I personally do not have any time for the “should adults read YA” debate. It’s a ridiculous and generally a backhanded way to slam women and girls for liking and writing certain kinds of stuff. Lots of people have made really excellent arguments for why the extremely boring claims that adults should read “adult” books are illogical, if you need to be convinced. This is not that kind of post. This is a post for those of you out there who have a sneaking suspicion that that YA is probably really fun to read, but you don’t know where to start your YA TBR pile.
This series of posts is for sci-fi and fantasy readers who are looking for fresh reads. There is a growing contingent of books in the sci-fi and fantasy genres that are simply fun, well-paced, well-written fiction with younger characters. This series of posts will recommend books that are classified as YA that I feel adults can easily get into without feeling “too old.”
To narrow things down a little I have a few criteria:
- As I mentioned before, the sci-fi and fantasy genre has some especially great YA reads that will appeal to adults, so all of these books will fall somewhere on that spectrum.
- The books are all in a series because it’s fun to have more than one book to read when you’re getting into something new.

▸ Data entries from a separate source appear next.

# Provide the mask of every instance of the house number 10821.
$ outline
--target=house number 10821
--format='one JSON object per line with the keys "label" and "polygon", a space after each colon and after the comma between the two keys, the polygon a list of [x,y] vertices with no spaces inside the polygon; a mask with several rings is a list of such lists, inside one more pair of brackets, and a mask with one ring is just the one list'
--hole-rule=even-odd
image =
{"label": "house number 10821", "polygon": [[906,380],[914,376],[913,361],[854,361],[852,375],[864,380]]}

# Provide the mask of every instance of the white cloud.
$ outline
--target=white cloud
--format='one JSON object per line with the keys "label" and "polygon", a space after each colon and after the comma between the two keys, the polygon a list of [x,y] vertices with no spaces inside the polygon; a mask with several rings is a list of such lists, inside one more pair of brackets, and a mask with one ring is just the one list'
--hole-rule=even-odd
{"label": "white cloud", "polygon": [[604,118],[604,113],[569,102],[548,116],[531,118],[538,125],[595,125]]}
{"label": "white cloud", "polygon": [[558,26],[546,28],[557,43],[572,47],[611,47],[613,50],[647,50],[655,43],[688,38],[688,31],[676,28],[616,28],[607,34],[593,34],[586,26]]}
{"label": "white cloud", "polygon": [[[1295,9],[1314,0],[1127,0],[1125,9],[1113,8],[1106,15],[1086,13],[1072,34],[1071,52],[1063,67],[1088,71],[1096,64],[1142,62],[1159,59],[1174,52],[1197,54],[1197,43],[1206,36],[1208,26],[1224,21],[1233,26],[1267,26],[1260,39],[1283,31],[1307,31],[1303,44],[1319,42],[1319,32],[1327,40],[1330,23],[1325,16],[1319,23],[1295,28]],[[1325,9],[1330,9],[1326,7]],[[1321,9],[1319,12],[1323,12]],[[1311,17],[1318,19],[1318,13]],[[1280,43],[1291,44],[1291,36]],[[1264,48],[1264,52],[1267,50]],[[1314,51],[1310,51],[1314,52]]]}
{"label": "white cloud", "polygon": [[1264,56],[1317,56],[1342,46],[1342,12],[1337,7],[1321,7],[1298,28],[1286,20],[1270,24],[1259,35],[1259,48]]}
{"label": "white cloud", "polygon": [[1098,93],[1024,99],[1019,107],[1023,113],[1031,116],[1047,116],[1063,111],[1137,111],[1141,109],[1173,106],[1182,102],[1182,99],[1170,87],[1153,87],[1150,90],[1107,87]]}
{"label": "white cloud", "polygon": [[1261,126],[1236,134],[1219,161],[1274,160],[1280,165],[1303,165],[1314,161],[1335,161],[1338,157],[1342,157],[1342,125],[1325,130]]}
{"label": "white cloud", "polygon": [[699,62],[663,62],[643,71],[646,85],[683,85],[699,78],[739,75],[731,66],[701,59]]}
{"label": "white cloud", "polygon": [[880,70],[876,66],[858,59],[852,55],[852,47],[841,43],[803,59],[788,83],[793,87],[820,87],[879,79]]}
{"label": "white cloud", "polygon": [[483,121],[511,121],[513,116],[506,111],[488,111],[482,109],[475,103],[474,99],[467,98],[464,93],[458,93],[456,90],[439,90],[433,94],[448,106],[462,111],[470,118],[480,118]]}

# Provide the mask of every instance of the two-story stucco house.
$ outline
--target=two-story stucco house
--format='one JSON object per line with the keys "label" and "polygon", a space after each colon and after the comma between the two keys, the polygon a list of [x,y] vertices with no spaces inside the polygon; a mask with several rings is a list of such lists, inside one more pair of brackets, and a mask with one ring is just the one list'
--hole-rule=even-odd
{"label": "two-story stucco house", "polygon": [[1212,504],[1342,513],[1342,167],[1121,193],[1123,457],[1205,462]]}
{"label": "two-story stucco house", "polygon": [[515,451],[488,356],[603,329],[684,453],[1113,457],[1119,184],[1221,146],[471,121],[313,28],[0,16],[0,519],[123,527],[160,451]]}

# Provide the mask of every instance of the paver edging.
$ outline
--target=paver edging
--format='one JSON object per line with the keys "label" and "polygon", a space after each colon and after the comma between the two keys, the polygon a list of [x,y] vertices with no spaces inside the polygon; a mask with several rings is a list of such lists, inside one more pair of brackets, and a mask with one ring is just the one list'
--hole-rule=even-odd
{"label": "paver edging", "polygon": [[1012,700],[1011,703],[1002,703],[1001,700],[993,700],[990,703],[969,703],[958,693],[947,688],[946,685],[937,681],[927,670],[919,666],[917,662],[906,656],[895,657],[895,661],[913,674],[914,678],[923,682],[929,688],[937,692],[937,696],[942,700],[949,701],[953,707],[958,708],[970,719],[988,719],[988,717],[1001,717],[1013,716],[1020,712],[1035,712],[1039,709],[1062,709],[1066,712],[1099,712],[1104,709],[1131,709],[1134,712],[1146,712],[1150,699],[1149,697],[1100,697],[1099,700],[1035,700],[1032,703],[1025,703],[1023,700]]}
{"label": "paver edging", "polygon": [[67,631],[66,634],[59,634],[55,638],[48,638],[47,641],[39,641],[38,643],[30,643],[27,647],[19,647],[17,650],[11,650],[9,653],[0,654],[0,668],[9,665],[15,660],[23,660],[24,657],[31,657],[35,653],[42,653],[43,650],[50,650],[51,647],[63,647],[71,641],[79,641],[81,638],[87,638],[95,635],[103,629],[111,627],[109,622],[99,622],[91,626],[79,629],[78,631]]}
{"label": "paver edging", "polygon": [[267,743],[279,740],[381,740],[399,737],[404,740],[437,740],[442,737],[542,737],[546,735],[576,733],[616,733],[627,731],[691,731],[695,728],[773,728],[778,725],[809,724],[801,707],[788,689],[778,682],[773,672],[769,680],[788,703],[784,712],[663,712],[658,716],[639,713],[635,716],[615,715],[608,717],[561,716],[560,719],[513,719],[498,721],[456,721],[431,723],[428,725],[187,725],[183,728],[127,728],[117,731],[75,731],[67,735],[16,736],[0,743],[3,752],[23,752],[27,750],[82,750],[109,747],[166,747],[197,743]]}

- The books will be in series that are finished or close to being finished, so you won’t have to agonize over waiting for the next books. I have an awful habit of trying to drag you into my tortured world of waiting for new books to come out, so call this my peace offering.
Let’s get started…
Laini Taylor’s Daughter of Smoke and Bone trilogy is one of those series that goes so far out there into fantasy-land that it’s utterly original. Sure, it’s a portal fantasy, it’s urban fantasy at its best and eventually, when the human world fades away, you forget you’re not exactly reading high fantasy. Sometimes, I feel that when urban fantasies step through a portal, the story weakens; what was plausible and well-built in our “real” world somehow doesn’t quite seem as real on the other side of the portal. The Daughter of Smoke and Bone books actually spend a good deal of time in a kind of liminal narrative space with creatures from the portal world traveling to the human world and vice versa.
In the series’ eponymous first novel, Karou, our blue-haired heroine is a student at a special art school in Prague. She’s just broken up with a major jerk and her best friend is falling in love. Fairly normal stuff. Karou is the ultimate cool girl. She’s smart, artistic, mysterious, funny and would almost be a Mary Sue if it weren’t for the fact that her secret life is more complex than even she knows.
Karou isn’t the orphan child she appears to be to her close circle of human friends, she has a hidden family and they’re really not human. The closest thing Karou has to a father is Brimstone, a creature with a ram’s head and human body, with a wicked penchant for teeth. Brimstone and his crew sell wishes on the black market in the human world and Karou’s job is to be his errand girl and enforcer. That would be interesting enough, in my opinion but this story takes a big leap off the crazy deep end when a gorgeous stranger shows up and all hell breaks loose.
Karou is left questioning her family, her role in Brimstone’s world, her life in the human world and eventually who she actually is. This is the core of Taylor’s Daughter of Smoke and Bone series that is so appealing. Who is Karou? It’s a little spoiler to say that she’s more than a teenage girl, but it’s also what makes these books perfect for adults who are a little wary of YA.
For those that like portal fantasies, there’s a well developed story of cruelty and war going on across a rip in space-time/parallel universe. The high fantasy aspects of this book get better and better as the series wears on. The last book takes place almost fully in the alternate world, Eretz, letting the war between angels and chimera (the creatures from the “other side”) take center stage. Taylor doesn’t shy away from the realities of colonization and war. She takes on racism, slavery, torture and some of the darkest depths we’re willing to go to when we’re oppressed and oppressors. The Daughter of Smoke and Bone books do what great fantasy so often does: tells deeper truths about humanity by telling a story that’s not about humans.
I adore the way Taylor plays with the idea of monstrosity. I love the way she lets Karou’s choices get really, really big in a way that is so intimate that you literally ache for her. On the surface, this series is about a girl tasked with saving the world — two worlds, actually, but the narrative sticks so close to Karou that it often feels like it’s a much smaller story that boils down to star-crossed lovers and what you’d do for family.